For one night, the vibes are immaculate. And that’s not just a relief after the troublesome show prior, but at the end of a tour that has felt ever so slightly adversarial. Because 1998 was such a natural progression from the big evolutionary leap of 1997, I think we were all lulled into complacency at the time; a corollary to the band’s confident “imperial phase” was that we all felt like their reinvention was complete. But 1999 brought new instability: the side project, the stage reshuffle, an experimental new album clashing against a batch of folksy new songs, a scene that felt increasingly dangerous.
7/25 wasn’t the tour closer; we’ll get to that tomorrow. But it was close enough to feel like a reassuring chapter end, full of little in-jokes and creative setlist calls that assuaged any anxiety about discontent in Phishland. The first set’s wild mood swings and silliness even teed up a fantastic second set that was less manic but much deeper in its improvisation – a BOAF that moves through several themes instead of a single textural tidal wave, an Antelope that takes a timeout from its usual climb for a meditative moment of starry repose, a Suzy that gives Page the space to create the night’s second Stevie Wonder tribute.
But the set’s indelible moment is another that is singularly Phish – Fishman doing Purple Rain, for the first time in 200-some shows, with apparently no advance notice. Improvising lyrics to fill out a second verse he can’t remember, he happens upon pretzel-phrased wisdom I think about often: “I’m just being honest/as Prince would have me be.” Then he plays his vacuum, runs laps around the stage, and flashes the audience, inspiring the sound of 24,000 people recoiling in horror (it’s at 9:00 on the tape).
“Thank you, you are too…kind,” Fishman concludes in the night’s dozenth drug reference, but the sentiment holds multiple meanings. 7/25/99 is the kind of show where the band is doing whatever the fuck it wants, and the crowd is all too happy to enable them, the energy reflecting back and forth until self-indulgence becomes the sublime. No matter what fissures were starting to form beneath the surface, Phish could still always fall back on being uniquely, utterly themselves.
* - Because my first show featured the final version of that arrangement, this felt like an especially meaningful bookend in my early showgoing career.

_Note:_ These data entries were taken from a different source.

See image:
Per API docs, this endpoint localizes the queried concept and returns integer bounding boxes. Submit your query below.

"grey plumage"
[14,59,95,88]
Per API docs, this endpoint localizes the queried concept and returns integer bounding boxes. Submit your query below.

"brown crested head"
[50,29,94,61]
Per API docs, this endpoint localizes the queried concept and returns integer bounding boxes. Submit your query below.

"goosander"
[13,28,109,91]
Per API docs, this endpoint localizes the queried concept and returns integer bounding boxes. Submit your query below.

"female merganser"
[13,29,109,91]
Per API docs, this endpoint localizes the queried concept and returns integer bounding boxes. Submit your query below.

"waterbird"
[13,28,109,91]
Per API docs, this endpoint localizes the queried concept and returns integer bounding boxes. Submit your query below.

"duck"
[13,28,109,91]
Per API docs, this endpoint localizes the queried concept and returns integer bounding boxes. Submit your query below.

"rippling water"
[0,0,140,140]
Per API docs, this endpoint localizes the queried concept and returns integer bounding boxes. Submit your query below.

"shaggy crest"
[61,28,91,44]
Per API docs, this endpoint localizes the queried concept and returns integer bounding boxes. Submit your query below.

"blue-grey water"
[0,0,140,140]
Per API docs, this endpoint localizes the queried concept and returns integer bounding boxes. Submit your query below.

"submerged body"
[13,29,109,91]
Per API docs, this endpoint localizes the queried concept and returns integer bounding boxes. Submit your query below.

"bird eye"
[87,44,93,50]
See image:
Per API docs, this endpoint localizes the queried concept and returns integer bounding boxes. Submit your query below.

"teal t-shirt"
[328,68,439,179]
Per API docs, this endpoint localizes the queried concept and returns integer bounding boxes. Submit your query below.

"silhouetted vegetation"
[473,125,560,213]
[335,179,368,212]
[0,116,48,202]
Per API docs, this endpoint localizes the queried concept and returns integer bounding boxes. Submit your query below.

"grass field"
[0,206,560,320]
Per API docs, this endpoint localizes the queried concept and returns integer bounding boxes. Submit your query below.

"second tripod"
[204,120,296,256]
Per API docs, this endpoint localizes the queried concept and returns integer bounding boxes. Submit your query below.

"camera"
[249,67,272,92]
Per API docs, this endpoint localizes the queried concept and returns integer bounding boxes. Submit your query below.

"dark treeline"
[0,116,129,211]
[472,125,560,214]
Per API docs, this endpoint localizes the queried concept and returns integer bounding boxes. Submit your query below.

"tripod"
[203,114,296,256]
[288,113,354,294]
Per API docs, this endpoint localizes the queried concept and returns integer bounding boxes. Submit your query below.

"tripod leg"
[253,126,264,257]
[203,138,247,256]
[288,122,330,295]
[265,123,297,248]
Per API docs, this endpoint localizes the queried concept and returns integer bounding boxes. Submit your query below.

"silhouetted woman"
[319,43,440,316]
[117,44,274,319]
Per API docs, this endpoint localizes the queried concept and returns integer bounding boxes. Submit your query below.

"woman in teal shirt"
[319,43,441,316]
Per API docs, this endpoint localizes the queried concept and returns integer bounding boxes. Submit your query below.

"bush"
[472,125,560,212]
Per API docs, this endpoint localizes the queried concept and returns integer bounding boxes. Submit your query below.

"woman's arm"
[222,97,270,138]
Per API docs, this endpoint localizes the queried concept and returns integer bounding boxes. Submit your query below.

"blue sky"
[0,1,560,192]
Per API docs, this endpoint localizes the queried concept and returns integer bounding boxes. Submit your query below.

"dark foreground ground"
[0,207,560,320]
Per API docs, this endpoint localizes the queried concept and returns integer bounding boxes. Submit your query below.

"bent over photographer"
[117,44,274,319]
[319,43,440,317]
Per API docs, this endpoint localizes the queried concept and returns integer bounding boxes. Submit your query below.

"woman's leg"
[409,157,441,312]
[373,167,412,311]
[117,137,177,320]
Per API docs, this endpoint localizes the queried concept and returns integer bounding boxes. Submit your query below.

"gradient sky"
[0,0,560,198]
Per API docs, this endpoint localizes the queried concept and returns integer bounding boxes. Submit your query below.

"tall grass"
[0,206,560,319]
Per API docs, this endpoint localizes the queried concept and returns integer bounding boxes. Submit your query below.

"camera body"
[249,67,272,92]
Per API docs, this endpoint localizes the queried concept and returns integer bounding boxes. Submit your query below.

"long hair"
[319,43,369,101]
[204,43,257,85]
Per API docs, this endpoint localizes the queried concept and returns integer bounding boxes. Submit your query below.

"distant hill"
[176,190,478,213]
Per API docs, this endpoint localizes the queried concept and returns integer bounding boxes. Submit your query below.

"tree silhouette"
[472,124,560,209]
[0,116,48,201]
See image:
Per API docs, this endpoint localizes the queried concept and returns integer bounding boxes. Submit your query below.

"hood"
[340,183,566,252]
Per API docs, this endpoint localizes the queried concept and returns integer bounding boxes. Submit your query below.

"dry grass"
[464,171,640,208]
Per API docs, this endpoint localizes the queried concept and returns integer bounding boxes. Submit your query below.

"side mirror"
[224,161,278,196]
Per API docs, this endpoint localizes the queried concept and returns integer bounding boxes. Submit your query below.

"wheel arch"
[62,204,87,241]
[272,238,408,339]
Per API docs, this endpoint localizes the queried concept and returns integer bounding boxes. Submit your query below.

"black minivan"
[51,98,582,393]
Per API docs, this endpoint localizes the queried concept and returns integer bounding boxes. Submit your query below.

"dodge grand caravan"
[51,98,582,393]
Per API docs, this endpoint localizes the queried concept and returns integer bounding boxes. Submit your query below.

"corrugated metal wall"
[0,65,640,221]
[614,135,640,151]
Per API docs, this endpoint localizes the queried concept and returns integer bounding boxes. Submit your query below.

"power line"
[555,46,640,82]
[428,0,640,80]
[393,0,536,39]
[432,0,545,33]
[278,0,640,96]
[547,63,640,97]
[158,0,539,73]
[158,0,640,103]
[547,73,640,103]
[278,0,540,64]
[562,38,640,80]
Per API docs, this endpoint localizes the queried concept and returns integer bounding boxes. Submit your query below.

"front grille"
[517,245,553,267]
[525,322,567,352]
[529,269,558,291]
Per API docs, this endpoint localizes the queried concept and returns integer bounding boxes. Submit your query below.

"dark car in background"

** - Reader Eric Tannenbaum reminded me after publication that the band’s Green Crew picked out the songs for the first set, which only deepens this feeling of eavesdropping on the inner circle.
Really wonderful post. Feels like it's own kind of companion piece to the '97 Deer Creek write-up you did.
My first show and a great introduction to everything the band does. I have no idea why this hasn't been officially released - the closest is the three-song run from the first set that was From the Archives at Curveball. Release it, Kevin!